Please, allow me to share a few ways that these horrid devices have ruined many a special moment for me.

Imagine the feeling: Everything was perfect. We had planned this moment for a long time. As a missionary for my church, I had worked and served and planned so that a new baptism could take place at our meeting house. We filled the baptismal font with perfectly warm water, scrubbing and rinsing it out beforehand so the tiles would shine. We vacuumed the room where the service would be held preceding the ordinance to be carried out. We set out the programs on a table just inside the entrance. We laid out the hymn books, one on each seat for the attendees. We had the white baptismal clothing cleaned the night before and had it hanging, waiting in the changing room. Everything was set up to perfection. The guests all arrived, the young man who was getting baptized, the bishop… Everyone was in their proper place five minutes early. We had a CD player singing beautiful, soft music in the background. What a knockout job of setting the mood for such a memorable day for the new member of our church.

Then, the program started, right on time (of course). A couple of speakers, a special musical performance by a family we had asked to participate, and finally the moment arrived for us to huddle around the baptismal font and carry out the special ordinance. A missionary descended into the water with the young man, who was beaming with glee. They stood in the water, said the pr– BEEP BEEP! What the… ?!? Who… ? How inconsiderate! Of course, the baptism continued without any other incidents, but that moment will be engraved in my mind forever.

One of my earliest memories with this rude, inconsiderate molestation takes me back to middle school and high school. Back then, the BEEP BEEP usually signaled the end of class and I was glad to have it… most of the time. Every once and a while, though, one or a few of them would sound in the middle of a special class, or a moment of silence in the morning.

Now, in my current job we pay a lot of respect to the flag and we hold special ceremonies from time to time. Every once and a while my old nemesis returns to steal the show and get those two BEEPs in as loudly and conspicuously as possible for such a small device.

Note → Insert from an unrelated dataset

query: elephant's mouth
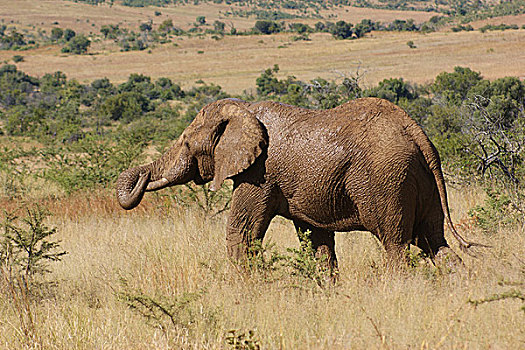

If and when I have been able to identify the human possessing the bleeping beeping device, I have asked them why they keep that ridiculous hourly alarm on. Some respond with the most ignorant response possible, “I don’t know how to turn it off,” and others just shrug. To those who truly don’t know how to turn it off and were too lazy to consult the instructions or never received them, you know there are people around you that know how to do it. For every one person that doesn’t know how to turn it off, I’ll bet there are at least two who would be willing to try to figure it out for you (and it’d probably only take them a few seconds to actually turn it off).

Of course, these bleeping beeps are not confined to special moments or church events. Oh no, these things go off in movies too. Why in the world would someone silence their cell phone but not their watch? If I don’t want to hear your Brittany Spears cell phone ringer, why would I want to have that jarring BEEP BEEP go off at the climax of the film?

Please, out of respect, turn off your darned hourly timer. If you are one of the rare people who uses it to keep track of how much time has gone by at your job or something, get a separate watch and leave it at work or school. Don’t take it with you to special occasions, movies or anything else where you would be expected to silence your cell phone. It’s just logical, if you think about it, but it’s the considerate, humane thing to do as well.